I want to classify speech data into four different emotions (angry, sad, happy, neutral).
The problem is that when I run RNN code, all speech data classified into one class.
(For example, all speech data classified as "angry" all the time.)
I don't know what is the reason for this problem and what I have to change for training.
Here's my tensorflow RNN main function for training and calculating accuracy:
def RNN(x, weights, biases, lstm_size):
lstm_cell = []
for i in range(lstm_size):
lstm_cell.append(rnn.BasicLSTMCell(hidden_dim, forget_bias=1.0, state_is_tuple=True, activation=tf.nn.sigmoid))
stacked_lstm = tf.contrib.rnn.MultiRNNCell(lstm_cell, state_is_tuple=True)
outputs, states = tf.nn.dynamic_rnn(stacked_lstm, x, dtype=tf.float32)
foutput = tf.contrib.layers.fully_connected(outputs[:,-1], output_dim, activation_fn = None)
return foutput
logits = RNN(X, weights, biases, lstm_size)
prediction = tf.nn.sigmoid(logits)
cost =tf.reduce_mean(tf.nn.sigmoid_cross_entropy_with_logits(logits=logits, labels=Y))

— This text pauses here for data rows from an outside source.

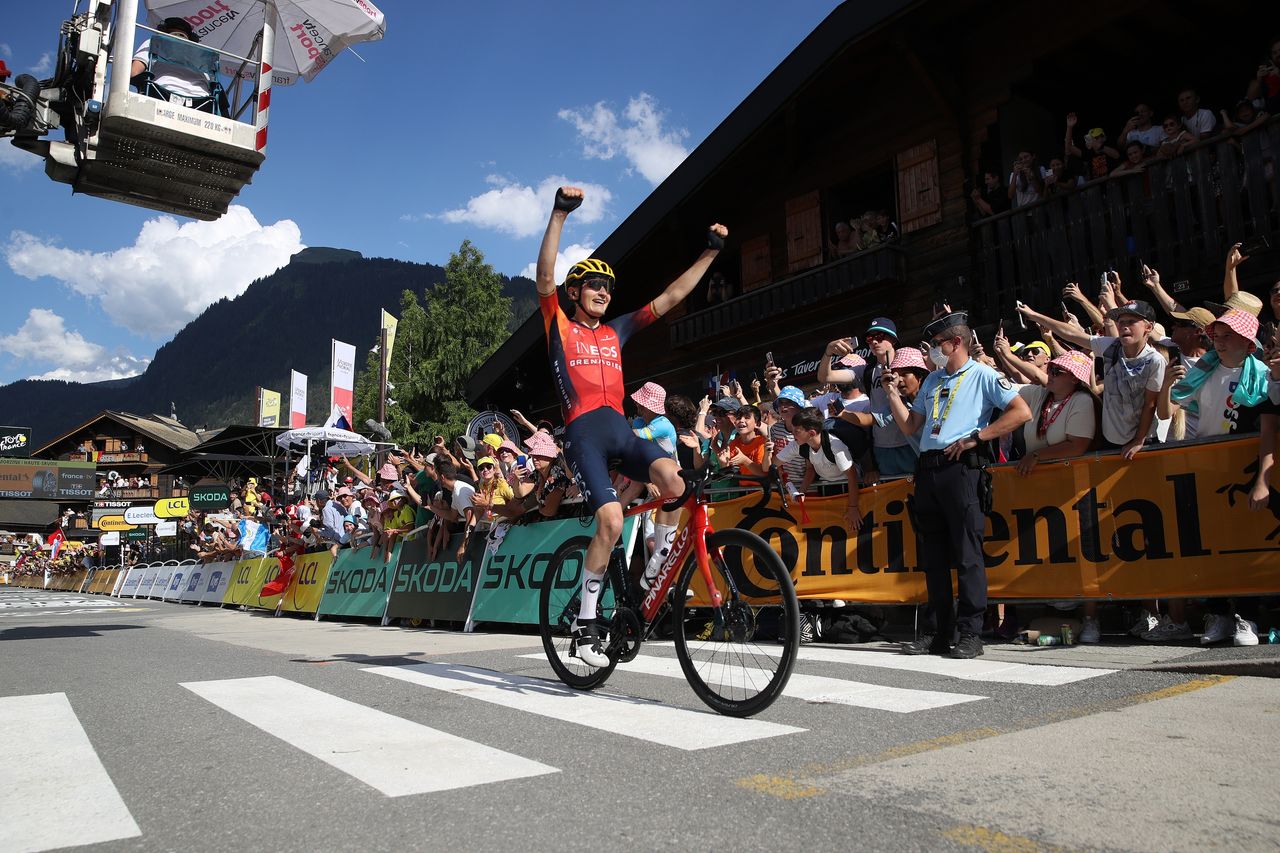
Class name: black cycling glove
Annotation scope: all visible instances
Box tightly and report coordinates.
[556,190,582,213]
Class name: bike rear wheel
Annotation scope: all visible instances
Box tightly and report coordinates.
[672,529,800,717]
[538,537,618,690]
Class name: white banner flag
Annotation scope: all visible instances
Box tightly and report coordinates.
[329,338,356,429]
[289,370,307,429]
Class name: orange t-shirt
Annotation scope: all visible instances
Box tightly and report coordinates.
[728,435,768,473]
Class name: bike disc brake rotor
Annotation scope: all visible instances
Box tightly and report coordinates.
[609,607,643,663]
[710,601,755,643]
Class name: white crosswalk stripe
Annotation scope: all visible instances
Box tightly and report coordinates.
[365,663,804,749]
[0,693,142,853]
[182,676,558,797]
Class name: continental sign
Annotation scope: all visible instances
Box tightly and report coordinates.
[713,438,1280,603]
[0,459,97,501]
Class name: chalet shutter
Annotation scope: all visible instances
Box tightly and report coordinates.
[897,140,942,234]
[787,190,822,273]
[742,234,773,293]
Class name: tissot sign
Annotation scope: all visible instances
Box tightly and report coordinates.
[0,427,31,457]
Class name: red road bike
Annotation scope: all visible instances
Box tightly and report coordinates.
[539,469,800,717]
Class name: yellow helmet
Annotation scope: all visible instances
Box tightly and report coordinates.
[564,257,618,287]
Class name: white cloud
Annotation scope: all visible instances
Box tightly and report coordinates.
[0,309,151,382]
[559,92,689,186]
[27,53,54,79]
[5,206,303,337]
[425,174,613,237]
[520,243,595,283]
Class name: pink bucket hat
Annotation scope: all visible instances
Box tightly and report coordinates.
[888,347,929,373]
[1050,350,1093,386]
[1204,309,1258,341]
[631,382,667,415]
[525,432,559,459]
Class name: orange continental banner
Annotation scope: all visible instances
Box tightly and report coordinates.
[713,438,1280,603]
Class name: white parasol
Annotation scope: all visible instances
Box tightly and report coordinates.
[145,0,387,86]
[275,427,378,456]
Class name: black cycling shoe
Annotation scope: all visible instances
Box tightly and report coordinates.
[951,634,983,660]
[901,634,951,654]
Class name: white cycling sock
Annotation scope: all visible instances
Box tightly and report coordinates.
[644,524,676,585]
[577,569,604,619]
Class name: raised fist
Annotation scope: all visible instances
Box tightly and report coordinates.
[556,187,582,213]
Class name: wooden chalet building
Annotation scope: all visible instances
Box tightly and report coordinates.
[467,0,1280,415]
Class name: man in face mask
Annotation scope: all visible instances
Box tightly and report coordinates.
[886,311,1032,658]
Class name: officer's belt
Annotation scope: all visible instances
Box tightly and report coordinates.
[919,450,982,470]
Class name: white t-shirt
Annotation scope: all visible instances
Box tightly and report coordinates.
[1183,109,1217,140]
[777,435,854,483]
[449,480,476,519]
[1091,334,1165,446]
[1018,386,1097,453]
[133,38,209,97]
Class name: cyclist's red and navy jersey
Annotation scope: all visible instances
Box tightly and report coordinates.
[539,291,658,425]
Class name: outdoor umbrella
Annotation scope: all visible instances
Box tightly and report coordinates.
[145,0,387,86]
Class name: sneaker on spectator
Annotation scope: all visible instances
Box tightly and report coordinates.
[1129,610,1160,637]
[1201,613,1235,646]
[1231,613,1258,646]
[1142,613,1194,643]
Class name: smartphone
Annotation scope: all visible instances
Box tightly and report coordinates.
[1240,237,1271,255]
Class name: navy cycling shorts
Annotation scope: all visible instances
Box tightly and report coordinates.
[564,409,671,512]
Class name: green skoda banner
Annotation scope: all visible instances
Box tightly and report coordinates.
[387,533,488,622]
[320,544,403,617]
[471,519,636,625]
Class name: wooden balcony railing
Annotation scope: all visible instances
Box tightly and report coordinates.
[974,119,1280,320]
[671,243,905,347]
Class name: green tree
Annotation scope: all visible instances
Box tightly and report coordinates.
[356,241,511,450]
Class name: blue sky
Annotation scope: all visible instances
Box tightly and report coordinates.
[0,0,837,384]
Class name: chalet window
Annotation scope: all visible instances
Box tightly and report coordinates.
[897,140,942,234]
[787,190,822,273]
[742,234,773,293]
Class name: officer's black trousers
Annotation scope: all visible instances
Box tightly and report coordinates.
[915,462,987,642]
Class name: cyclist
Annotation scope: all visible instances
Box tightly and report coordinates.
[538,187,728,667]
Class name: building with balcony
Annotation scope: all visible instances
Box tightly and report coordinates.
[467,0,1280,418]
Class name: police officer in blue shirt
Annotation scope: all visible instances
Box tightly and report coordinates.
[887,311,1032,658]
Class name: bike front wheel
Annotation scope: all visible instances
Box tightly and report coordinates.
[538,537,618,690]
[672,529,800,717]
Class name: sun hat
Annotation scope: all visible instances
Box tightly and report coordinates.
[777,386,809,409]
[867,316,897,341]
[1204,309,1258,341]
[1204,291,1262,316]
[525,432,559,459]
[888,347,929,373]
[1050,350,1093,386]
[631,382,667,415]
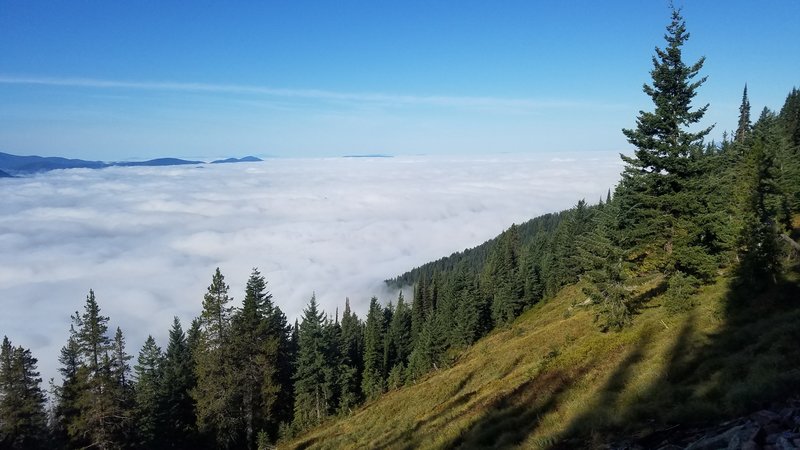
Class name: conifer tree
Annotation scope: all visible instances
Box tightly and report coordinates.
[617,8,714,278]
[387,291,412,370]
[159,317,199,448]
[734,84,752,143]
[134,336,166,448]
[577,197,632,330]
[0,337,48,449]
[68,290,130,449]
[739,108,789,291]
[53,326,88,447]
[294,295,330,429]
[231,269,281,449]
[361,297,385,400]
[338,299,363,413]
[192,268,240,448]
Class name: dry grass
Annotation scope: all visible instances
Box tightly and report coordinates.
[280,268,800,449]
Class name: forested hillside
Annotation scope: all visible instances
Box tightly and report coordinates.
[0,6,800,449]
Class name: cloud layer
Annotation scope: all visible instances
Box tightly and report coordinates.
[0,153,620,378]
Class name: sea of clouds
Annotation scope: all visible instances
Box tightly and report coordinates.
[0,153,621,379]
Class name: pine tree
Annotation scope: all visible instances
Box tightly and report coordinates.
[0,337,48,449]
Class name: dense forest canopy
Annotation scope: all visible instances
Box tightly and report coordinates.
[0,10,800,449]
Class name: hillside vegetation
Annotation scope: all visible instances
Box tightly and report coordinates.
[0,6,800,449]
[288,260,800,449]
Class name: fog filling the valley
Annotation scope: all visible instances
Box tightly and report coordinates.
[0,153,621,380]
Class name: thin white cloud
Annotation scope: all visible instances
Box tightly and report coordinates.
[0,74,622,111]
[0,153,620,384]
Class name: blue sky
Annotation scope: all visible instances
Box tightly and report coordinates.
[0,0,800,160]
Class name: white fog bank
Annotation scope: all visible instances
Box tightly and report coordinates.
[0,152,621,380]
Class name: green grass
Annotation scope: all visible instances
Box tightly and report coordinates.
[279,266,800,449]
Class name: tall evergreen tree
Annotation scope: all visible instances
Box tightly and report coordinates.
[617,8,714,278]
[0,337,48,449]
[69,290,130,449]
[159,317,199,448]
[294,295,330,429]
[739,108,790,291]
[192,268,240,448]
[338,299,363,413]
[231,269,281,449]
[361,297,386,400]
[734,84,752,143]
[53,326,88,447]
[134,336,167,448]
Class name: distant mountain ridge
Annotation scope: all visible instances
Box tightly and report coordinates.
[211,156,264,164]
[0,152,262,177]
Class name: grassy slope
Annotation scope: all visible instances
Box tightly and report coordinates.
[288,271,800,448]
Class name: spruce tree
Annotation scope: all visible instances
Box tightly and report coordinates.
[294,295,330,430]
[734,84,752,143]
[0,337,48,449]
[68,290,130,449]
[53,326,88,447]
[231,269,281,449]
[159,317,197,448]
[361,297,386,400]
[338,299,363,413]
[739,108,790,291]
[192,268,240,448]
[134,336,167,448]
[617,8,715,278]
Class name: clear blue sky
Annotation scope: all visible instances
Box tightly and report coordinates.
[0,0,800,160]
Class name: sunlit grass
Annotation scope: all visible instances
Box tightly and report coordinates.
[281,262,800,449]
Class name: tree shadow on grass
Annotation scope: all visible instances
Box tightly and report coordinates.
[443,369,585,449]
[557,256,800,448]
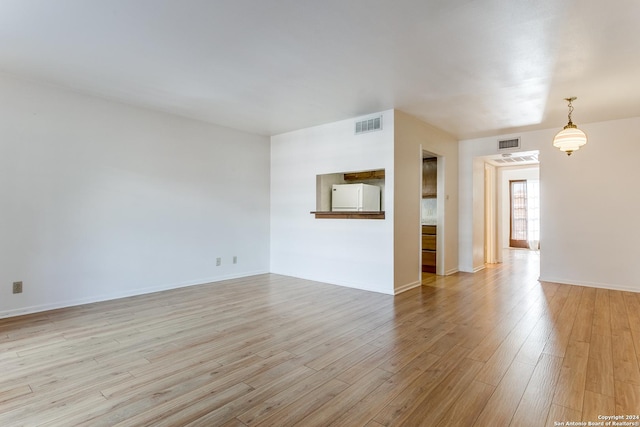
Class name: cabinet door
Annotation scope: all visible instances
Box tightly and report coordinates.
[422,157,438,198]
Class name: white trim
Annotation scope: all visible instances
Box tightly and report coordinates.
[0,270,269,319]
[538,277,640,293]
[393,280,422,295]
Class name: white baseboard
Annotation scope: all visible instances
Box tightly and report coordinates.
[538,276,640,293]
[0,270,269,319]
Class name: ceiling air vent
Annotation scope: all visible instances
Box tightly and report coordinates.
[498,138,520,150]
[356,116,382,135]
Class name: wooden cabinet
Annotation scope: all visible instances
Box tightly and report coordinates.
[344,169,384,182]
[422,157,438,199]
[422,225,437,273]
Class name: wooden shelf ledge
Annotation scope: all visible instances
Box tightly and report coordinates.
[311,211,384,219]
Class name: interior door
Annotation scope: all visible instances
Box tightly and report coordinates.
[509,179,529,248]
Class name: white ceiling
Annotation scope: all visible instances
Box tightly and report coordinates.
[0,0,640,138]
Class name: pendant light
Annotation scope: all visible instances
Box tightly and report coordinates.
[553,96,587,156]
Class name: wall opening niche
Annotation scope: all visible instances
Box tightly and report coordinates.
[311,169,385,219]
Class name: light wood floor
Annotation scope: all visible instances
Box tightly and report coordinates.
[0,251,640,427]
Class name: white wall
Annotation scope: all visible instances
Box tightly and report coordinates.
[271,110,394,294]
[0,72,269,316]
[460,117,640,292]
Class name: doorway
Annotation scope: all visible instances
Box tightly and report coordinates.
[420,151,441,284]
[482,151,540,263]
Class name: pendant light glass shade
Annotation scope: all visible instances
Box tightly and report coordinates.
[553,97,587,156]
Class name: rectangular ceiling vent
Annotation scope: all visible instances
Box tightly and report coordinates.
[356,116,382,135]
[498,138,520,150]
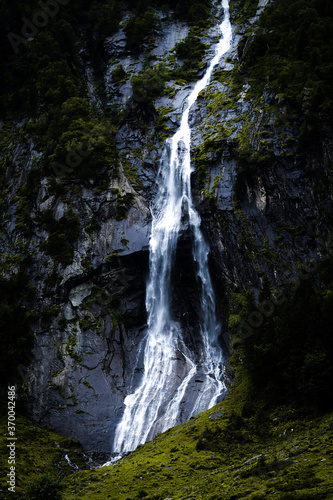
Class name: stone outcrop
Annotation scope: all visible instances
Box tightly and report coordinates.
[1,0,332,452]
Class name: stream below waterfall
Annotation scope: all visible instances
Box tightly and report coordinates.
[113,0,232,454]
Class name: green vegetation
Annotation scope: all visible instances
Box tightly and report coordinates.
[0,270,34,386]
[229,254,333,412]
[174,29,206,81]
[59,392,333,500]
[0,415,85,500]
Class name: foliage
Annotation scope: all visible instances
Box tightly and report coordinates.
[124,7,160,52]
[27,474,63,500]
[0,271,33,386]
[64,398,333,500]
[39,208,80,266]
[229,256,333,411]
[175,29,206,81]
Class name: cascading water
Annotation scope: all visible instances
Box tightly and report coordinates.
[114,0,232,453]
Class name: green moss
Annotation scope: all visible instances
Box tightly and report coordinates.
[0,414,84,492]
[61,398,333,500]
[66,335,82,363]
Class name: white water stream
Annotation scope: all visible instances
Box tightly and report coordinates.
[113,0,232,453]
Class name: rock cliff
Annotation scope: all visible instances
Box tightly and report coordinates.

learning_rate =tf.train.exponential_decay(learning_rate=initial_learning_rate, global_step=training_steps, decay_steps=training_steps/10, decay_rate=0.96, staircase=True)
optimizer = tf.train.GradientDescentOptimizer(learning_rate=learning_rate)
train_op = optimizer.minimize(cost)
pred = tf.argmax(prediction, axis=1)
label = tf.argmax(Y, axis=1)
correct_pred = tf.equal(pred, label)
accuracy = tf.reduce_mean(tf.cast(correct_pred, tf.float))
Input for RNN is speech features(pitch and MFCC) and output for RNN is one-hot code.(For example, angry=[1,0,0,0]).
Also, I wonder whether it is right or not to calculate classification accuracy like this.